Un parfum est un ensemble de constituants odorant émis, généralement, par une fleur, un fruit, un champignon, une écorce ou encore un environnement. Concrètement, il s’agit de molécules (des assemblages d’éléments) qui forment un nuage. Quand nous sommes à proximité de ce nuage, nous percevons une odeur. Il existe deux types de procédés de parfums. Le parfum synthétique, dit de synthèse qui n’apporte qu’une odeur et le parfum naturel (à base d’huiles essentielles) vous apporte des vertus bienfaisantes et relaxantes. Dans cet article, nous allons discuter des ingrédients toxiques contenus dans les parfums de synthèse et leurs effets sur le corps. Puis les bénéfices d'un parfum élaboré exclusivement à partir des plus grands crus d'extraits végétaux naturels et d'huiles essentielles. 

Les parfums synthétiques ou « fragrances » représentent un mélange non identifié d’ingrédients, y compris des substances cancérigènes, des allergènes, des irritants respiratoires, des perturbateurs endocriniens, des produits chimiques neurotoxiques et des substances toxiques pour l’environnement.  (1)

Lors d'une enquête, Greenpeace a identifié deux principaux groupes de substances néfastes, soit les phtalates et les muscs synthétiques.

L’objectif de leur enquête était de quantifier l’usage des deux groupes de substances chimiques dans une sélection aléatoire de marques de parfum. Pour ce faire, Greenpeace a commandé à un laboratoire indépendant une recherche analytique de ces deux familles de composés chimiques sur 36 marques d’eau de toilette et d’eau de parfum. Les résultats confirment que plusieurs muscs de synthèse, et plus particulièrement les muscs polycycliques galaxolide (HHCB) et tonalide (AHTN), et plusieurs phtalates, surtout le phtalate de diéthyle (DEP), sont très largement utilisés par l’industrie du parfum. Ceci suggère que l’usage régulier de la plupart des parfums du commerce contribue de manière substantielle à l’exposition quotidienne, des individus, à ces substances chimiques dont certaines sont des contaminants reconnus du sang et du lait maternel. (2)

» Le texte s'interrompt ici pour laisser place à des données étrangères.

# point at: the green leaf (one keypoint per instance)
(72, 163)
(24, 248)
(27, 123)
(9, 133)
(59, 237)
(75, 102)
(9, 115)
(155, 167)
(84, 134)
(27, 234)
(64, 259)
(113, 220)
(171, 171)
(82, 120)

L'utilisation des parfums de synthèse peut causer des "effets secondaires", souvent inconnus par la majorité de ses utilisateurs. Voici les ingrédients toxiques à éviter dans vos parfums et cosmétiques, ainsi que leurs effets sur le corps:

• Phtalate de diéthyle (DEP) et autres esters de phtalate:
Le DEP est l’un des nombreux esters de phtalate d’usage courant. Il est utilisé, en particulier, dans une large gamme de cosmétiques et autres produits d’hygiène. Il est aussi employé en tant que dénaturant de l’alcool (pour rendre l’alcool impropre à la consommation). Bien que le DEP ait généralement été considéré de faible toxicité et qu’il ne semble pas présenter le même degré de toxicité pour l’appareil de reproduction que certains autres phtalates (en particulier le phtalate de bis), des études récentes soulèvent tout de même des préoccupations significatives quant à sa sûreté. Les effets à long terme d’une telle exposition directe et répétée au DEP ne sont pas encore bien compris. Cependant, des études récentes indiquent que des modifications de l’ADN des cellules du sperme sont plus prévalentes chez les individus qui montrent également des niveaux élevés de MEP dans les urines ; des études supplémentaires sont nécessaires pour déterminer s’il y a une relation de causalité. Plus récemment encore, des recherches ont identifié un lien possible entre l’exposition à deux métabolites de phtalate, le MEP et le MBP (phtalate de monobutyle), mesurés dans des échantillons d’urine, et un fonctionnement pulmonaire déficient chez les hommes adultes.  (2)
 
•  Musc synthétique (HHCB et AHTN):
Les muscs synthétiques sont des composés aromatiques industriels utilisés au lieu des muscs naturels, bien plus coûteux. Ils sont incorporés dans de nombreux produits quotidiens, dont des détergents, des rafraîchisseurs d’ambiance, des crèmes, des savons et des parfums. Les muscs synthétiques peuvent se concentrer dans les tissus vivants ; en effet, les muscs utilisés dans les parfums sont également détectés comme contaminants du sang humain et du lait maternel. Il existe de plus en plus de preuves que certains muscs nitrés et muscs polycycliques, dont ceux communément utilisés dans les parfums, sont capables d’interférer avec le système hormonal chez les poissons, les amphibiens et les mammifères, et peuvent exacerber les effets de l’exposition à d’autres substances toxiques. Bien que l’activité œstrogénique présentée par le HHCB et l’AHTN chez les mammifères soit relativement faible, des effets anti-œstrogènes ont été observés pour ces mêmes composés à des concentrations 100 fois plus faibles.